Solicitors and registered European lawyers (RELs) are granted rights of audience in all courts when they are admitted or registered. However, they cannot exercise those rights in the higher courts until they have complied with additional assessment requirements. We set the competence standards solicitor and REL higher court advocates must meet and maintain, authorise assessment organisations to test people against those standards, and set the regulations under which this scheme operates.

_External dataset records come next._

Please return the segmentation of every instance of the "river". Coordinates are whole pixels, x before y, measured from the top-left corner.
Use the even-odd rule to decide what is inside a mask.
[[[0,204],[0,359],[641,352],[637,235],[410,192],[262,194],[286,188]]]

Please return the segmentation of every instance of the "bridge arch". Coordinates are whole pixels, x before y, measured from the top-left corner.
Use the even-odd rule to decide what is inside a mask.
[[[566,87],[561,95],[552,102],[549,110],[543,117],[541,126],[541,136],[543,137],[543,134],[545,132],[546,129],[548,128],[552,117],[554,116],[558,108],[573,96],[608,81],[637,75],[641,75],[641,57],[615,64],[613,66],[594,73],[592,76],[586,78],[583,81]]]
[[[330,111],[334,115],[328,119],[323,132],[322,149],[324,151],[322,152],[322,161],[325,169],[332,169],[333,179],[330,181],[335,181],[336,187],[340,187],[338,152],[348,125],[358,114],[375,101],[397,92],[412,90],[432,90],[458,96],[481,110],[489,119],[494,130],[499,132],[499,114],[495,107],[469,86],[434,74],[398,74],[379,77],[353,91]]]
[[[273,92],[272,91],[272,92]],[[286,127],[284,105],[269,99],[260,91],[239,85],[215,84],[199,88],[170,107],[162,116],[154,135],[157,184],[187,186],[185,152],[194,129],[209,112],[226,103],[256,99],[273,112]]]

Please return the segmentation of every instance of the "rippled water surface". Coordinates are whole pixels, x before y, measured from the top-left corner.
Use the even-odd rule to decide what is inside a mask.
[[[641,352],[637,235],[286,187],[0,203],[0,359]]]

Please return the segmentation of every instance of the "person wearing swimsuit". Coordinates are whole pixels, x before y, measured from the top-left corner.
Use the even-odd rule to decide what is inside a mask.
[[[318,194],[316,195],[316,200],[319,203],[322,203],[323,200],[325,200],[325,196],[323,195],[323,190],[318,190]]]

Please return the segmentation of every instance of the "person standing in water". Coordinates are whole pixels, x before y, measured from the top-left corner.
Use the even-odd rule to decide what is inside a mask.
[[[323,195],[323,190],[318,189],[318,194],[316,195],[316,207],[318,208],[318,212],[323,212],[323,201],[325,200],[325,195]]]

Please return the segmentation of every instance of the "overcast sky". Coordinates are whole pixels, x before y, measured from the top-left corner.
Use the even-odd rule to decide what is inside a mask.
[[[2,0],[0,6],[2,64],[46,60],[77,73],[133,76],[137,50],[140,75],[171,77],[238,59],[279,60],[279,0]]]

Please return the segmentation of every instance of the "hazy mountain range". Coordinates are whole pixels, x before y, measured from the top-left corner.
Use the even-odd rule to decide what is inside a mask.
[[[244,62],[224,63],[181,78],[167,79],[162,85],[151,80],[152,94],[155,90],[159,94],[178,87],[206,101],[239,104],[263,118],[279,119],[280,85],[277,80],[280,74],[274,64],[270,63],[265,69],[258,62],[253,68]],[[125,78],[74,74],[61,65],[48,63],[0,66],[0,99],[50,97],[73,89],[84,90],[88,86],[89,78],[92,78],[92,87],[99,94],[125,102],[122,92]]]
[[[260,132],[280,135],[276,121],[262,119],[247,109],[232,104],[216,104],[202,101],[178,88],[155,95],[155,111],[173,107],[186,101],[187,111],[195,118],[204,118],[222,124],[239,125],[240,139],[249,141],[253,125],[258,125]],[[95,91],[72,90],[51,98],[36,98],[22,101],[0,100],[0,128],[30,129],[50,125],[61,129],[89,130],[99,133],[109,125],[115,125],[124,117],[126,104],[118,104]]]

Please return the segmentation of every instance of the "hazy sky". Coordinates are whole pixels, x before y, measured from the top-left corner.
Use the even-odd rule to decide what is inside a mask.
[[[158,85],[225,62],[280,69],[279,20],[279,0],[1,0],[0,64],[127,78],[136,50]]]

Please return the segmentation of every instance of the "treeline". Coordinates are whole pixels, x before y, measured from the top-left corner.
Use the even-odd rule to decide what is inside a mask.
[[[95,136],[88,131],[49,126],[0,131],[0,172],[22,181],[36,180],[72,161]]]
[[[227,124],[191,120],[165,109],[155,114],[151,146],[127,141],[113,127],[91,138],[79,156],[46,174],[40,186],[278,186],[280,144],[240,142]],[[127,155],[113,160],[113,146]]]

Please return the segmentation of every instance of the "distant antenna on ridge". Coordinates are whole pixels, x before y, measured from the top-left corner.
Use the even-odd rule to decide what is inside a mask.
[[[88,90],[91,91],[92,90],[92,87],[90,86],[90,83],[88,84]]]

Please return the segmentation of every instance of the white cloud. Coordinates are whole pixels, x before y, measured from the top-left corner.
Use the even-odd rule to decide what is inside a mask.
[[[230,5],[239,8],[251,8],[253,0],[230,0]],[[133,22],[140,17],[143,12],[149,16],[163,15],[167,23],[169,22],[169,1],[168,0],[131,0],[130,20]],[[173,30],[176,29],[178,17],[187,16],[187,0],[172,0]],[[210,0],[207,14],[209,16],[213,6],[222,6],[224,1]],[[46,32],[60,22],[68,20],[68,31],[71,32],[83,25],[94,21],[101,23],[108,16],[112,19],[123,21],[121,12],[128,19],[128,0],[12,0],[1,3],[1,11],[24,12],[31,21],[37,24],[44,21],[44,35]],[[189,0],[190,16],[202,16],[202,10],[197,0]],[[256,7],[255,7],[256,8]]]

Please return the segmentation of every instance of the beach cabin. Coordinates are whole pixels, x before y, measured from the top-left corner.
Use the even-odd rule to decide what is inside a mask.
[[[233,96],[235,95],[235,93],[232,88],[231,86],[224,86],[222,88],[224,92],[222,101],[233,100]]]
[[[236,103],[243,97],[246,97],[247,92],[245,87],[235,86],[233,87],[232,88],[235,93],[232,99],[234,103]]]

The SRA Authorisation of Individuals Regulations sets out the education and training requirements for those seeking to exercise higher rights of audience in the higher courts of England and Wales.

How does the scheme work?

  • There are separate awards for rights of audience for criminal and civil advocacy.
  • There is only one route to qualification in either civil or criminal proceedings.
  • The scheme requires all applicants to pass an advocacy assessment based on the SRA's higher rights of audience competence standards.
  • There are separate assessments for criminal and civil procedures.
  • There is no mandatory training or experience requirement.
  • Assessments under the scheme are run by assessment organisations authorised by the SRA.
  • Barristers who transfer to the roll of solicitors take their existing higher rights with them.
  • Solicitors who gained rights of audience qualifications under previous regulations were automatically passported onto the scheme in 2010 and retained their existing rights.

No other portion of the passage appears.